Native to (or naturalized in) Oregon:
- Conifer, evergreen, the tallest pine (The King of Pines), 150 to over 200 ft (45-61 m) high, straight trunk free of branches much of its length, open crown, nearly horizontal branches. Bark of young trees is thin, grayish-green, and smooth; on old trees it is reddish, with narrow, broken, scaly ridges separated by deep furrows. Needles, 5 per bundle, 5-10 cm long, twisted, slender, stiff, sharp-pointed, white lines of stomatal bloom on all surfaces; persist 2-3 years. Cones are large, 28-46 cm long, sometimes to as long as 56 cm (22 inches), cylindrical, shiny brown, on a long stalk.
- Sun to light shade.
- Hardy to USDA Zone 6 Native to north-central Cascade Mountains in Oregon (Santiam Pass), southward through the Sierra Nevada Mountains of California and extreme western Nevada, also found in northern Baja California, elevation range from 2,000-9,000 ft. It was discovered for science by David Douglas (1799-1834), the famous Scottish plant collector, in the Oregon's Umpqua River Valley in October, 1826.

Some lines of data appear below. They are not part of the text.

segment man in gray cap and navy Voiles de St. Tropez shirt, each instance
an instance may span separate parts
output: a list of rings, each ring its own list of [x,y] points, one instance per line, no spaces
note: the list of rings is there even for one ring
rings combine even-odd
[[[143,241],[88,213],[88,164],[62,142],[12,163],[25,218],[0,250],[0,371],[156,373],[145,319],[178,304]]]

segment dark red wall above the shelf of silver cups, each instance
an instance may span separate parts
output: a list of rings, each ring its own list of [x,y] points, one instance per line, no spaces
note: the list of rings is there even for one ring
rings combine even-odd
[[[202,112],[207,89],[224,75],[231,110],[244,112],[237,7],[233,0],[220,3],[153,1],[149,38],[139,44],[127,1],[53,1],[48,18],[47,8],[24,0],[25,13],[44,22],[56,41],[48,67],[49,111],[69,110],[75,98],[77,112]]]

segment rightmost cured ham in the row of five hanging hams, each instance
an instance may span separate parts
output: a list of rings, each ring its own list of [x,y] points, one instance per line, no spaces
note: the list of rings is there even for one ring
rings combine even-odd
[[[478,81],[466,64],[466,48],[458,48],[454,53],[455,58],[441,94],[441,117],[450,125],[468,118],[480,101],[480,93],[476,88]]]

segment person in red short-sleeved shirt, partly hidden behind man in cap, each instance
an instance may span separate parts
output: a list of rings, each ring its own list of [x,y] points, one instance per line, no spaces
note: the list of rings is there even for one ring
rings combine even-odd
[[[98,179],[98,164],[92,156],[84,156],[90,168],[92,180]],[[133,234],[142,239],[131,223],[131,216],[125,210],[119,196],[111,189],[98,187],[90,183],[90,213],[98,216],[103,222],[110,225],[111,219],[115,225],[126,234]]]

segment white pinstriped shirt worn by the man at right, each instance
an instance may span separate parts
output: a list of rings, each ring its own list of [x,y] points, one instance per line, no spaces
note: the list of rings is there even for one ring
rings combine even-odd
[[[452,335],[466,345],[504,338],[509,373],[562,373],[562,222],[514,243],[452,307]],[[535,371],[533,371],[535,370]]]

Can you identify these common Oregon native 2-, 3-, and 5-needle pines?
- lambertiana: named by David Douglas to honor Aylmer Bourke Lambert (1761-1842), an English botanist who specialized in research on pines, author of the A description of the genus Pinus (1803). Douglas named the pine to honor Lambert befor he actually saw it. See The Discovery of Sugar Pine.

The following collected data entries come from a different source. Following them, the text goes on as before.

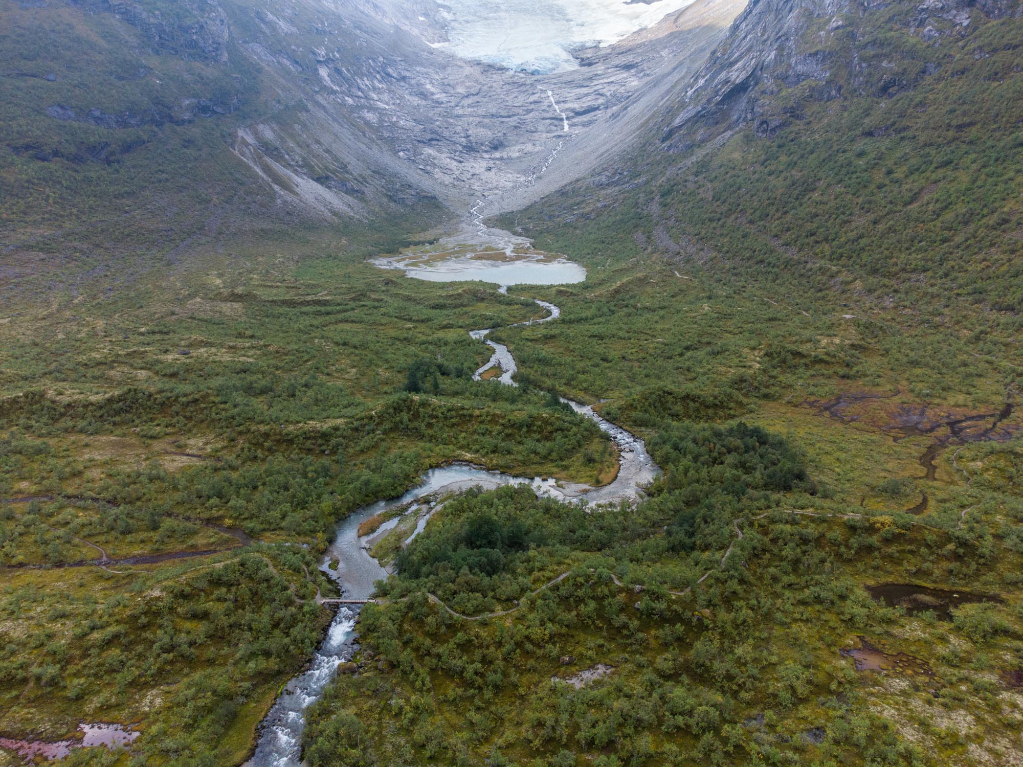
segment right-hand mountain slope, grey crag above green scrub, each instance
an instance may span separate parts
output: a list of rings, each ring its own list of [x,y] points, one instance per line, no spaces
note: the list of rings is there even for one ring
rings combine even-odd
[[[753,2],[628,160],[518,221],[686,264],[812,272],[885,305],[913,296],[914,311],[1016,311],[1021,13]]]

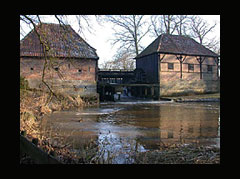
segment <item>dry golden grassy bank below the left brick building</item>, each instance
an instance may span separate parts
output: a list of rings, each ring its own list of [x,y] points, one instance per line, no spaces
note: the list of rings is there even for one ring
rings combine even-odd
[[[20,86],[20,134],[28,141],[35,143],[37,147],[59,161],[67,163],[74,158],[69,146],[53,146],[48,136],[42,135],[40,124],[42,118],[54,111],[73,110],[86,106],[95,106],[96,103],[84,101],[79,96],[72,97],[63,94],[49,94],[44,91],[21,88]],[[20,149],[20,164],[33,164],[34,160]]]

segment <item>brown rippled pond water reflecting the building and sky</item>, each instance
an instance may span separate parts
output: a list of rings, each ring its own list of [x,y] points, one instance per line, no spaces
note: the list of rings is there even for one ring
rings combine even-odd
[[[105,155],[119,153],[115,163],[126,163],[126,153],[132,150],[143,152],[174,143],[220,147],[220,104],[101,103],[98,107],[54,112],[41,126],[53,143],[61,140],[78,150],[97,141],[99,150],[107,151]]]

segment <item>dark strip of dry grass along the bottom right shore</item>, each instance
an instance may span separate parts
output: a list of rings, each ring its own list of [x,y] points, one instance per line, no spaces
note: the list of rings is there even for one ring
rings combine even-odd
[[[197,145],[174,145],[139,153],[136,164],[220,164],[220,149]]]

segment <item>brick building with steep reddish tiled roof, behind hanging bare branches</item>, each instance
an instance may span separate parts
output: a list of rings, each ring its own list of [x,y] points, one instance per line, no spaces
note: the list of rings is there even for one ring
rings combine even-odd
[[[42,83],[45,70],[44,81],[55,92],[97,97],[96,49],[69,25],[42,23],[36,31],[20,41],[20,75],[29,86],[46,88]]]

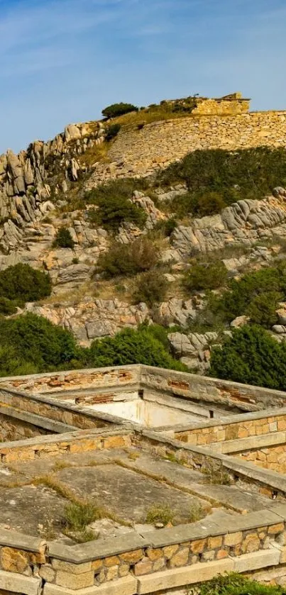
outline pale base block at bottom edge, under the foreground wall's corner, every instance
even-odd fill
[[[135,595],[136,593],[137,580],[131,576],[78,591],[50,583],[46,583],[43,589],[43,595]]]

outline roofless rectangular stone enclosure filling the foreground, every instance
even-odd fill
[[[286,394],[134,365],[0,380],[0,592],[286,584]]]

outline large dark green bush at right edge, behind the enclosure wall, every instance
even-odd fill
[[[286,345],[259,326],[234,329],[211,351],[210,376],[269,389],[286,389]]]

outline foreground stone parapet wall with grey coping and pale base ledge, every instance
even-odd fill
[[[141,595],[286,562],[286,506],[229,521],[129,533],[72,547],[3,530],[0,589],[26,595]]]

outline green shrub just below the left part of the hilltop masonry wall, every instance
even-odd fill
[[[98,207],[89,209],[89,221],[109,231],[117,231],[125,221],[142,228],[147,215],[130,200],[135,187],[136,184],[128,180],[116,180],[89,191],[85,195],[87,203]]]

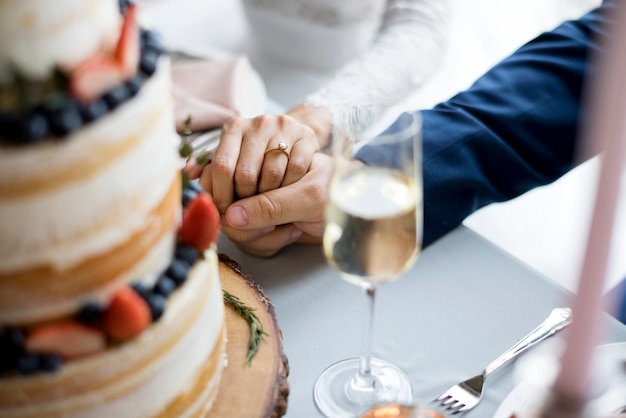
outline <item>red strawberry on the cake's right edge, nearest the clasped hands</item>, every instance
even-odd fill
[[[180,229],[181,241],[202,252],[217,241],[220,214],[208,193],[199,193],[187,204]]]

- The common name, Sugar Pine, is a reference to the sweetish resin that exudes from cut or burned heartwood. Native peoples used the large, rich, oily seeds of Sugar Pine as a food source and the sugary sap exuded from wounds as both food and medicine, the sap has laxative properties. The sweet exudate is pinitol, a methyl ester of a sugar alcohol namely, 3-O-methyl-D-chiro-inositol, it is now known to have "insulin sensitizing characteristics" and is obtained from soybean for commercial uses.